Ce récit de voyage est suivi de la traduction du Zend Avesta. Celle-ci n'est pas encore une
œuvre de pure philologie, comme on l'entendra un siècle plus tard après les travaux d'Eugène Burnouf. C'est la transmission à l'Europe de l'enseignement des destours, tel qu'Anquetil l'a
recueilli avec son acuité d'attention et sa lucidité. Jointe aux observations et descriptions soignées qu'il a faites des pratiques et coutumes, c'est maintenant un document précieux sur l'état
de la religion parsie en Inde au XVIIIe siècle.
Cette œuvre doit être prise comme un rapport de voyage scientifique, car son auteur l'avait conçue comme telle. Elle fonde l'esprit et la méthode du voyage scientifique. Anquetil Duperron
réfléchira toute sa vie sur la nature du voyage et du récit de voyage. Il fait un effort d'objectivité rare pour son époque.

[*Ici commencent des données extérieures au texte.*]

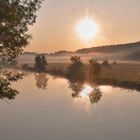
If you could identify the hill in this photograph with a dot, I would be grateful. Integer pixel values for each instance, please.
(129, 47)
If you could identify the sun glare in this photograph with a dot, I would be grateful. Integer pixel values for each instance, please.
(87, 29)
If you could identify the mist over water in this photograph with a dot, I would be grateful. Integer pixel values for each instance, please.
(54, 108)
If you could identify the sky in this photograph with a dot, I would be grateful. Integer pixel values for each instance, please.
(118, 22)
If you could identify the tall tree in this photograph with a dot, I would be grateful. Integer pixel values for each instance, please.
(15, 18)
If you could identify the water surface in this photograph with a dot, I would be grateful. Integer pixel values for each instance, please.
(48, 108)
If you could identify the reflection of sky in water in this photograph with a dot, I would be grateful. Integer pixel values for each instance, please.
(53, 114)
(87, 89)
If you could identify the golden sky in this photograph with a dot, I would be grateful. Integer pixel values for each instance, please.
(118, 22)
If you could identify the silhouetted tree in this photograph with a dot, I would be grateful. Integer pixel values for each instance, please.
(77, 70)
(105, 63)
(40, 63)
(41, 80)
(94, 69)
(11, 63)
(5, 85)
(15, 18)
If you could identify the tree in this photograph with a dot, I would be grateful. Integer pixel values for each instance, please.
(40, 63)
(15, 18)
(94, 69)
(76, 71)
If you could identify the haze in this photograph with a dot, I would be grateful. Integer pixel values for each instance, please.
(119, 22)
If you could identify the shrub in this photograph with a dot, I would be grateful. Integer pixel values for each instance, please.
(94, 68)
(105, 63)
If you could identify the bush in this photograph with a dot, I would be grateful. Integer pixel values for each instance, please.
(40, 63)
(114, 62)
(94, 69)
(24, 66)
(105, 63)
(76, 71)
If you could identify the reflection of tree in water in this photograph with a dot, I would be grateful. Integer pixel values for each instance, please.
(6, 91)
(95, 96)
(41, 80)
(76, 87)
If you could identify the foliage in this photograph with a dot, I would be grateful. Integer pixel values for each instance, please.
(6, 63)
(76, 70)
(114, 62)
(5, 85)
(40, 63)
(105, 63)
(94, 69)
(15, 18)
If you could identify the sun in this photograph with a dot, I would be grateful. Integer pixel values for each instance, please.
(87, 29)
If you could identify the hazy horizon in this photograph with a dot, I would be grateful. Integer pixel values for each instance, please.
(118, 22)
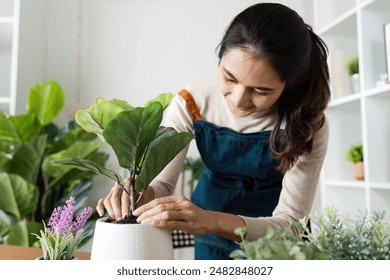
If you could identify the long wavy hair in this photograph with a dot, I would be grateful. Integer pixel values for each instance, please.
(279, 36)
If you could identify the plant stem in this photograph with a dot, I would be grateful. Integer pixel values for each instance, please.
(132, 191)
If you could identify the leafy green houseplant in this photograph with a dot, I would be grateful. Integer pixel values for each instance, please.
(355, 156)
(30, 187)
(141, 145)
(143, 148)
(63, 234)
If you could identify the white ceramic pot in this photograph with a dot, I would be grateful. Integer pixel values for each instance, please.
(130, 242)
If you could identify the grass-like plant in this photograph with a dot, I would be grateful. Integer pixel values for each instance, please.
(142, 146)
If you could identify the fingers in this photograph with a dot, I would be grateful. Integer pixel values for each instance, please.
(156, 202)
(125, 200)
(100, 207)
(167, 209)
(112, 203)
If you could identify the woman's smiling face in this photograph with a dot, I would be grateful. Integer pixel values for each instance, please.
(247, 82)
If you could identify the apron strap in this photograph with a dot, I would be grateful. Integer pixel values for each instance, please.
(191, 105)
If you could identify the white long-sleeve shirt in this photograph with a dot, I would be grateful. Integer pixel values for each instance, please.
(299, 183)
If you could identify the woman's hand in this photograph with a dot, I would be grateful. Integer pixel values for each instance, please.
(117, 202)
(175, 212)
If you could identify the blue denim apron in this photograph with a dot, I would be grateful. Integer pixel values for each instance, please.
(239, 177)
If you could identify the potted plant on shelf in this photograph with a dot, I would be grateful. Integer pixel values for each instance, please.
(355, 156)
(143, 147)
(63, 234)
(332, 236)
(353, 72)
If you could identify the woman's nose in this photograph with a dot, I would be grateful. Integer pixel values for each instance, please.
(239, 97)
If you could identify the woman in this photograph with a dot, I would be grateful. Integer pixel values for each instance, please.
(261, 132)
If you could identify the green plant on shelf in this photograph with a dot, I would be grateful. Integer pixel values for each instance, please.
(30, 187)
(353, 65)
(355, 153)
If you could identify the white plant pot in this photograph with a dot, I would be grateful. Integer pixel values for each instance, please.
(130, 242)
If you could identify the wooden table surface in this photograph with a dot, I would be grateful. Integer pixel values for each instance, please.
(8, 252)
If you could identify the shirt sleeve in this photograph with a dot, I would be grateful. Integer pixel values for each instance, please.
(299, 187)
(178, 117)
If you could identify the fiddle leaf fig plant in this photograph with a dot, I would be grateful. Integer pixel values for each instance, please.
(142, 146)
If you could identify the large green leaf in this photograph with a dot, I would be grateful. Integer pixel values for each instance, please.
(130, 132)
(18, 234)
(87, 165)
(4, 162)
(18, 197)
(46, 101)
(167, 144)
(28, 158)
(96, 117)
(27, 126)
(79, 150)
(67, 139)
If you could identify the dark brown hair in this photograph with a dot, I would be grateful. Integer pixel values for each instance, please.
(279, 35)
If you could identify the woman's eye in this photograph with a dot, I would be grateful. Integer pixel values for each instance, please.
(229, 79)
(253, 90)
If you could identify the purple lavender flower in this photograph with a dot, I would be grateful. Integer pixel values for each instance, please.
(66, 218)
(81, 219)
(62, 218)
(54, 219)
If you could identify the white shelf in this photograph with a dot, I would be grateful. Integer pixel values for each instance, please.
(356, 28)
(6, 19)
(9, 35)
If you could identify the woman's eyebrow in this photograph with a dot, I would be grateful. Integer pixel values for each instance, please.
(227, 72)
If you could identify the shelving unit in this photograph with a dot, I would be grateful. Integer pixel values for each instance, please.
(9, 38)
(356, 27)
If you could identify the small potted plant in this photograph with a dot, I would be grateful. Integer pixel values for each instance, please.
(279, 244)
(143, 147)
(355, 156)
(341, 237)
(353, 72)
(63, 234)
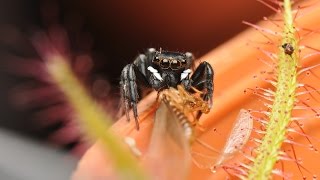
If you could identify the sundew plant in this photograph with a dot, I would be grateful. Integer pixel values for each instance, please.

Il se détache de son siècle par son désintéressement absolu, sa
recherche d'un niveau de connaissances sur le pays plus avancé, plus profond. Pour cela et pour accéder à la culture, il apprend plusieurs langues : ce qu'on appelait le "portugais paria" employé
par les Européens, le persan qui permettait le contact avec les milieux du pouvoir et les cercles cultivés, l'hindoustani par lequel on pouvait approcher le peuple. Il s'intéresse principalement
à la religion, parce que c'est dans cette sphère que les peuples placent le plus profond de leur culture.
Anquetil Duperron n'avait pu remplir sa mission dans l'extension qu'il lui avait donnée : »Je savais encore que les quatre Vedes, livres sacrés des Indiens, étaient écrits en ancien
samskretan et que la Bibliothèque du roi était riche en manuscrits indiens que personne n'entendait. Ces raisons m'engagèrent à préférer l'Inde au Kirman d'autant plus que je pouvais également y
approfondir l'ancien persan et l'ancien samskretan ». Après le Zend Avesta, il n'eut de cesse de réaliser pour les Veda ce qu'il avait fait pour le livre sacré des Perses. Il le fit à
Paris, ou du moins fit ce qu'il put faire à Paris.

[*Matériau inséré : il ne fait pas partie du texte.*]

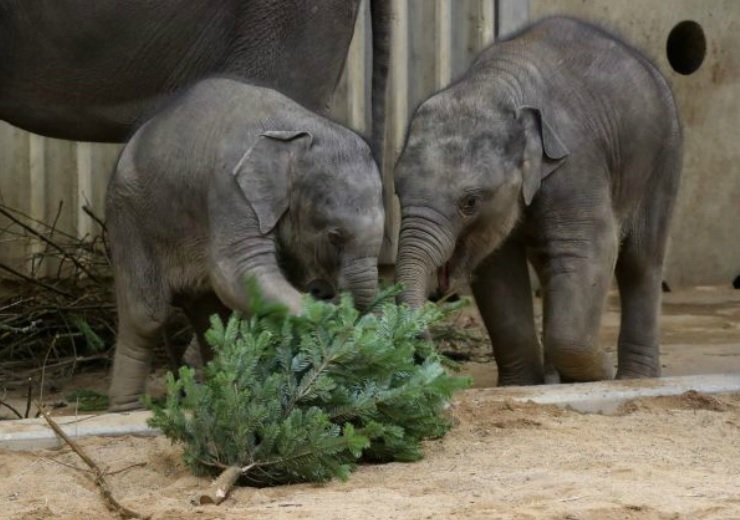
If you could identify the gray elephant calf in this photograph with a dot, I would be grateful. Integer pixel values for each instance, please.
(561, 145)
(233, 181)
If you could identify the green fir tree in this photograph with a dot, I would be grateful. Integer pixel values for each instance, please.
(303, 398)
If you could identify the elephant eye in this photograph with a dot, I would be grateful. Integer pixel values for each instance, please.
(469, 204)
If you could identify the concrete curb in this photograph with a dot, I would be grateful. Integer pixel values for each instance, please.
(34, 434)
(601, 397)
(605, 397)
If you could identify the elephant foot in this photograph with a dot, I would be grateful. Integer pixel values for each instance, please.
(125, 406)
(531, 377)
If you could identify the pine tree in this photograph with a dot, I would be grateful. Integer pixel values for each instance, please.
(303, 398)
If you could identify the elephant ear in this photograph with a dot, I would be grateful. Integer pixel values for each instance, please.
(263, 173)
(544, 151)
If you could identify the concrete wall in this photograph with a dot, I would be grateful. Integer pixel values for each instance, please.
(705, 239)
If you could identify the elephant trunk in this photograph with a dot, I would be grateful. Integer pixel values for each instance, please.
(424, 246)
(360, 277)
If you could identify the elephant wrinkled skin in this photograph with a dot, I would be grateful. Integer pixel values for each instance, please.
(94, 71)
(561, 146)
(233, 181)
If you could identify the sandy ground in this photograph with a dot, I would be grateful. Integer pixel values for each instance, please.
(670, 458)
(665, 458)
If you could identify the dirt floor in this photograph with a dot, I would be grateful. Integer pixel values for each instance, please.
(661, 458)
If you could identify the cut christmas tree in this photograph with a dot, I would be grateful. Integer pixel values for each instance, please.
(304, 398)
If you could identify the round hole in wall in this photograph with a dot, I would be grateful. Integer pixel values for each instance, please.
(686, 47)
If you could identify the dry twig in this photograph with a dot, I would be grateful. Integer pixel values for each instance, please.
(221, 486)
(103, 486)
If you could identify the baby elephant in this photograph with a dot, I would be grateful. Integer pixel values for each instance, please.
(561, 145)
(229, 182)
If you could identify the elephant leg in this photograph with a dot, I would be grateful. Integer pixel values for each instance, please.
(199, 311)
(141, 322)
(639, 276)
(503, 292)
(576, 276)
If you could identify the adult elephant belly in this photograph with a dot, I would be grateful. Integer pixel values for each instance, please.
(73, 70)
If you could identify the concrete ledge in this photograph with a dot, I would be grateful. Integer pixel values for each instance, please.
(605, 397)
(34, 434)
(602, 397)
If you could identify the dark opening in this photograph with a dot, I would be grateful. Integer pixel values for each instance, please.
(686, 47)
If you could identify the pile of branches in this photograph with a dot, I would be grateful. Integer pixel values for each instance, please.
(56, 311)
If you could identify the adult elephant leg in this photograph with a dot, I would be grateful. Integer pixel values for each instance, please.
(576, 275)
(503, 292)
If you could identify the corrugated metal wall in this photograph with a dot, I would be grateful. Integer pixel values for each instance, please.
(433, 41)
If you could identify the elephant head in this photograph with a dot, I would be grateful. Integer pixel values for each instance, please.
(467, 171)
(317, 192)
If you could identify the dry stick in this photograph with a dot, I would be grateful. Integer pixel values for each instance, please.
(103, 486)
(11, 408)
(46, 240)
(221, 486)
(35, 281)
(29, 394)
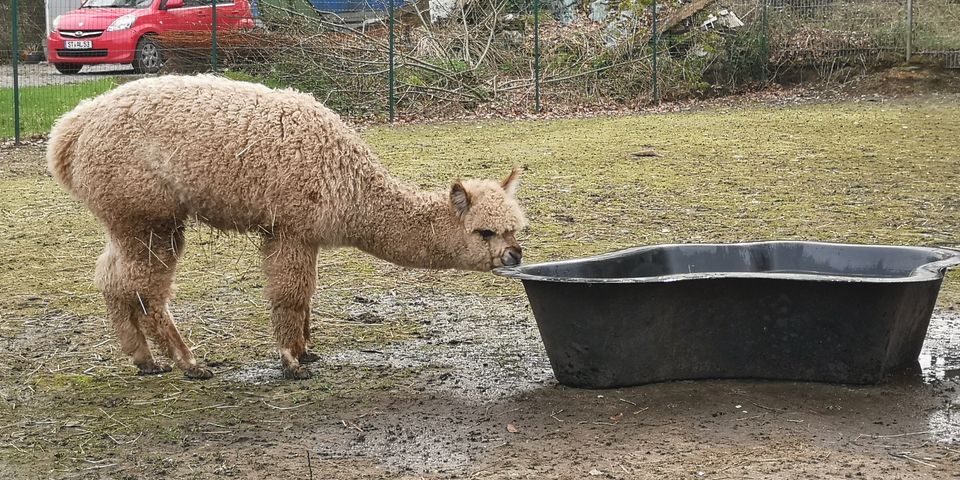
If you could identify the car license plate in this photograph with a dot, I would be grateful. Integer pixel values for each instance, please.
(78, 44)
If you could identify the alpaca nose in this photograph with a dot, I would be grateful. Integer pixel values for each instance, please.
(512, 256)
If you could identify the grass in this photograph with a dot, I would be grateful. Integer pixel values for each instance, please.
(41, 106)
(848, 172)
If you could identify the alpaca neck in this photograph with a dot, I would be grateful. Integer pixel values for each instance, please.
(403, 226)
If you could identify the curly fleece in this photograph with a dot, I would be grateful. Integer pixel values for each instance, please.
(153, 154)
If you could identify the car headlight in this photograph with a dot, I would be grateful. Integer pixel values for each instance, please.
(122, 23)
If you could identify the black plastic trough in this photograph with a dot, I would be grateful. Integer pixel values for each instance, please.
(770, 310)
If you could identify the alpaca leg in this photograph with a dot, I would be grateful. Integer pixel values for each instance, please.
(149, 257)
(291, 270)
(307, 356)
(122, 315)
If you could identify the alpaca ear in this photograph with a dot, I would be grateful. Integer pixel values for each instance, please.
(459, 198)
(512, 182)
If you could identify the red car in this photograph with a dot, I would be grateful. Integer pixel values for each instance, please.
(122, 31)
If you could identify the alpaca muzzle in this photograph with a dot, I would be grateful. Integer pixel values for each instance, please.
(511, 257)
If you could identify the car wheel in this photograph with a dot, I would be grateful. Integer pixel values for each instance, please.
(147, 59)
(68, 68)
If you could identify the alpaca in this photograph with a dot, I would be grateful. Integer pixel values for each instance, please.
(153, 154)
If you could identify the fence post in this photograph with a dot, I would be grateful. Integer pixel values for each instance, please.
(213, 39)
(16, 74)
(392, 75)
(536, 54)
(655, 42)
(765, 24)
(909, 29)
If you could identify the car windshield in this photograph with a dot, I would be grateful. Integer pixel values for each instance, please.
(116, 3)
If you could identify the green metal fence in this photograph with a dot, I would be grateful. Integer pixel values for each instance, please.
(406, 58)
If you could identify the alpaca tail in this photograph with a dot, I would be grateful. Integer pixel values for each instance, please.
(61, 149)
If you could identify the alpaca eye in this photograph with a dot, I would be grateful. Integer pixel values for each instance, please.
(486, 234)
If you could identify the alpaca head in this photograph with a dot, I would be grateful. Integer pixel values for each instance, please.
(488, 217)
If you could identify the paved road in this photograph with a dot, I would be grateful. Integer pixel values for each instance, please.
(45, 74)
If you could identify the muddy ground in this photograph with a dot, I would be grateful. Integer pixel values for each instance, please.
(442, 374)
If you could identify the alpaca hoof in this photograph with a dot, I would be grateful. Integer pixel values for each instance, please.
(198, 373)
(308, 357)
(153, 369)
(297, 373)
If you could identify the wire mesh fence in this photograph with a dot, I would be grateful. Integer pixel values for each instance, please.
(388, 58)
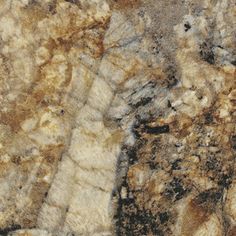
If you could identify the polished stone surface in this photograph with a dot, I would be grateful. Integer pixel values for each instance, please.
(117, 117)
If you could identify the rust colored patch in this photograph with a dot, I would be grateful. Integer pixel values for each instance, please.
(126, 4)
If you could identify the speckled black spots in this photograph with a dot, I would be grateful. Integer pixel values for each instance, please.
(153, 165)
(52, 7)
(164, 217)
(206, 52)
(187, 26)
(176, 165)
(233, 142)
(175, 190)
(170, 105)
(225, 180)
(208, 196)
(212, 164)
(6, 231)
(135, 221)
(156, 129)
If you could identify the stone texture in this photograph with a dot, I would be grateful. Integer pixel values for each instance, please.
(117, 117)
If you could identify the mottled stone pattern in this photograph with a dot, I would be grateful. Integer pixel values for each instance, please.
(117, 117)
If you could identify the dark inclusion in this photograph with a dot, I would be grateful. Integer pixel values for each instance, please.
(187, 27)
(133, 220)
(206, 52)
(176, 190)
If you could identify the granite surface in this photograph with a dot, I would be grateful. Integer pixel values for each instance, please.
(117, 117)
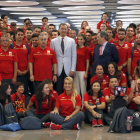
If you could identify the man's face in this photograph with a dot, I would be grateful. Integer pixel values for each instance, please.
(37, 31)
(94, 40)
(72, 34)
(44, 22)
(113, 82)
(110, 34)
(28, 34)
(103, 27)
(54, 34)
(63, 30)
(138, 39)
(121, 35)
(4, 41)
(1, 24)
(50, 29)
(130, 32)
(43, 41)
(13, 28)
(35, 41)
(19, 36)
(88, 37)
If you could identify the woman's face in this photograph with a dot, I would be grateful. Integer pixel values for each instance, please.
(96, 87)
(50, 86)
(20, 89)
(68, 85)
(8, 91)
(46, 90)
(81, 40)
(99, 70)
(111, 69)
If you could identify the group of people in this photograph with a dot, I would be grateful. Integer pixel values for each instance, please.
(85, 70)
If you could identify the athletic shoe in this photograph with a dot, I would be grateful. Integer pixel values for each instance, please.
(94, 123)
(76, 127)
(100, 123)
(55, 127)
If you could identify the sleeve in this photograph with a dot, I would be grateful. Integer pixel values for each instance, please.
(78, 100)
(54, 61)
(33, 99)
(129, 53)
(31, 58)
(123, 78)
(15, 56)
(58, 102)
(86, 97)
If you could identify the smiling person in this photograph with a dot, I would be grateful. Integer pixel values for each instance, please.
(82, 66)
(69, 104)
(94, 104)
(113, 71)
(44, 102)
(101, 77)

En 1775 il reçut un manuscrit persan envoyé de l'Inde par le Colonel Gentil, un officier français au service d'un nabab indien, avec qui il s'était lié durant son voyage, quinze ans auparavant.

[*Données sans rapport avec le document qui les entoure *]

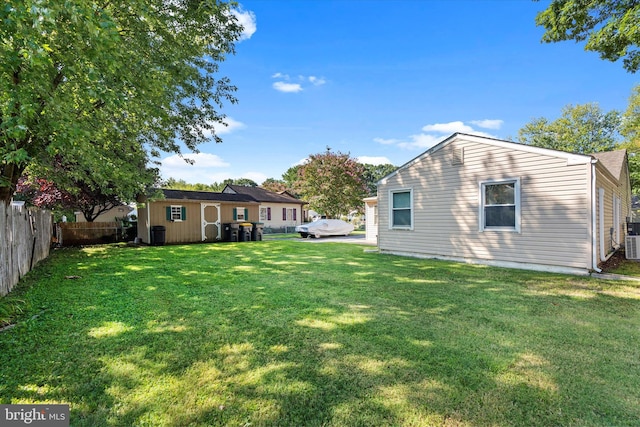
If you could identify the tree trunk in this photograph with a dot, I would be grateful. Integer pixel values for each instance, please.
(10, 174)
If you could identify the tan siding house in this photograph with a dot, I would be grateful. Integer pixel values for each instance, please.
(477, 199)
(371, 219)
(193, 216)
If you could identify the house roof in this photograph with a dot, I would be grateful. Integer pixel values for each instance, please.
(206, 196)
(261, 195)
(572, 158)
(614, 161)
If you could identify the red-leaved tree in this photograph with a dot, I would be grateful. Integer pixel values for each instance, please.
(46, 195)
(332, 183)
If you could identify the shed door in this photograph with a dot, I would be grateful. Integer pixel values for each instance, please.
(211, 230)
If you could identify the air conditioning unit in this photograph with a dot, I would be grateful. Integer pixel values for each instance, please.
(632, 247)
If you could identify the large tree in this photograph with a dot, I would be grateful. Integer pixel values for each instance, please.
(374, 173)
(107, 86)
(609, 27)
(332, 183)
(582, 129)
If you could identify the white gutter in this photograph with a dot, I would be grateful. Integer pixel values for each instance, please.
(594, 240)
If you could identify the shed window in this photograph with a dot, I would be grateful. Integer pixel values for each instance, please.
(401, 209)
(500, 205)
(240, 214)
(176, 213)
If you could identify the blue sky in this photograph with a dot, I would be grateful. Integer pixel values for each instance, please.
(386, 80)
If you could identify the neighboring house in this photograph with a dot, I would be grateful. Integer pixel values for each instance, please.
(196, 216)
(483, 200)
(276, 210)
(108, 216)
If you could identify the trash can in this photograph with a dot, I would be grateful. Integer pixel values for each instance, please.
(256, 233)
(245, 231)
(158, 235)
(231, 232)
(633, 228)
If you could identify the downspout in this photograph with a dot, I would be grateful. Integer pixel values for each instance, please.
(594, 239)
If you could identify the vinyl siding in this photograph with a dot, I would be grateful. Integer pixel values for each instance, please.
(555, 207)
(276, 220)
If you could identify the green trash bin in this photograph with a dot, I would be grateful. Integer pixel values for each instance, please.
(231, 232)
(256, 232)
(158, 233)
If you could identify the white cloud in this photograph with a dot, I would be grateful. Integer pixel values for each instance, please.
(317, 81)
(488, 124)
(435, 133)
(248, 21)
(375, 160)
(232, 125)
(421, 141)
(200, 160)
(207, 169)
(287, 87)
(203, 170)
(387, 141)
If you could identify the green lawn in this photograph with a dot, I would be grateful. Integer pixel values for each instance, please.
(290, 333)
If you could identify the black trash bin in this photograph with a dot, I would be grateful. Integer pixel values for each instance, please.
(231, 231)
(245, 231)
(158, 233)
(633, 228)
(256, 233)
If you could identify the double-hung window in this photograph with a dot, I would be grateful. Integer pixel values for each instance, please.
(401, 209)
(500, 205)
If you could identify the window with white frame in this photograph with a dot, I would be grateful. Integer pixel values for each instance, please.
(176, 213)
(240, 214)
(401, 209)
(500, 205)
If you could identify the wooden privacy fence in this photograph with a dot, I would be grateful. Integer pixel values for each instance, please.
(25, 239)
(88, 233)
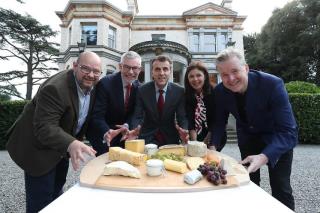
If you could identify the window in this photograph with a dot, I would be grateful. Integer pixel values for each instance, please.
(112, 33)
(195, 42)
(158, 37)
(109, 72)
(89, 33)
(69, 39)
(209, 42)
(223, 40)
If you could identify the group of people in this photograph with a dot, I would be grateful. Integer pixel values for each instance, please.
(75, 103)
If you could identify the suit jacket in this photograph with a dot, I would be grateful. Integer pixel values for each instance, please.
(109, 111)
(41, 135)
(146, 113)
(268, 111)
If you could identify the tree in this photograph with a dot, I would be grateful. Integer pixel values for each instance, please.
(24, 38)
(288, 45)
(4, 97)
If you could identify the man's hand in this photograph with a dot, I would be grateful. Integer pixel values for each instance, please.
(183, 134)
(212, 148)
(112, 133)
(255, 162)
(133, 134)
(76, 150)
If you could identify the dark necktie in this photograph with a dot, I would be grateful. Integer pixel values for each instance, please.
(127, 97)
(160, 102)
(158, 135)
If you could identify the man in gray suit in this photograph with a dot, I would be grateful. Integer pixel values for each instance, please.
(159, 115)
(50, 128)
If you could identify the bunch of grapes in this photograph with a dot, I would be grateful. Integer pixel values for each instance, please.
(215, 174)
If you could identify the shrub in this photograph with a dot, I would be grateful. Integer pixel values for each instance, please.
(301, 87)
(9, 112)
(306, 108)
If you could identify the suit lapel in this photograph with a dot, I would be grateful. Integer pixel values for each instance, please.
(74, 97)
(169, 97)
(153, 100)
(251, 97)
(117, 86)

C'était une version persane de cinquante Upanisads, ces textes sanskrits dans lesquels les brâhmanes de l'époque védique ont posé les fondements de la philosophie indienne. Elle était due à Dârâ
Shukôh, l'infortuné prince moghol, fils aîné de Shâh Jahân, assassiné par son cadet Aurangzeb en 1659, prince d'une très grande culture, d'une grande intelligence confinant à la mystique, qui
avait rêvé d'une harmonie entre l'islam et l'hindouisme. Il voyait confluer les deux religions dans un monothéisme absolu. En 1657, il avait réuni les meilleurs lettrés de Bénarès dans son palais
de Delhi au nom persan et sanskrit, Manzil-i-Nigambodh "Demeure de la compréhension des textes sacrés", et recueillant leurs commentaires avait composé une traduction persane de leur
enseignement sanskrit fondé sur les Upanisads. Ce n'est pas une traduction de la lettre des textes antiques. C'est une amplification des textes et de la pensée. Les brâhmanes consultés lui en
avaient présenté l'interprétation moniste que Sarkara a initié vers le VIIIe siècle de notre ère et qu'une longue lignée de philosophes n'a cessé de développer et raffiner au cours du
temps.
Ce fut pour Anquetil-Duperron une nouvelle rencontre intellectuelle de la plus haute qualité, et peut-être encore plus profonde que sa rencontre avec le destour parsi. Il entreprit une traduction
française qu'il réalisa entre octobre 1786 et juillet 1787. Il publia d'abord quatre textes dans ses Recherches historiques et géographiques sur l'Inde. Le reste est resté inédit, mais
par sa propre volonté. Il était peu satisfait de ce premier travail. Il avait un souci extrême de littéralité et trouvait son français « barbare ». Le latin lui permettait de
garder l'ordre des mots du texte persan. Il refit sa traduction en latin et la publia avec une annotation considérable. Ces commentaires contiennent une érudition sans limites et des digressions
sur les sujets les plus divers qui en font un livre aussi passionnant que difficile. Il y insère beaucoup de matière personnelle, toute sa pensée, toutes ses réactions, ses souvenirs de l'Inde et
des témoignages de son existence au fil de son labeur. Ce fut, en effet, un labeur que l'on peut qualifier d'héroïque, quand on considère les circonstances dans lesquelles il le réalisa.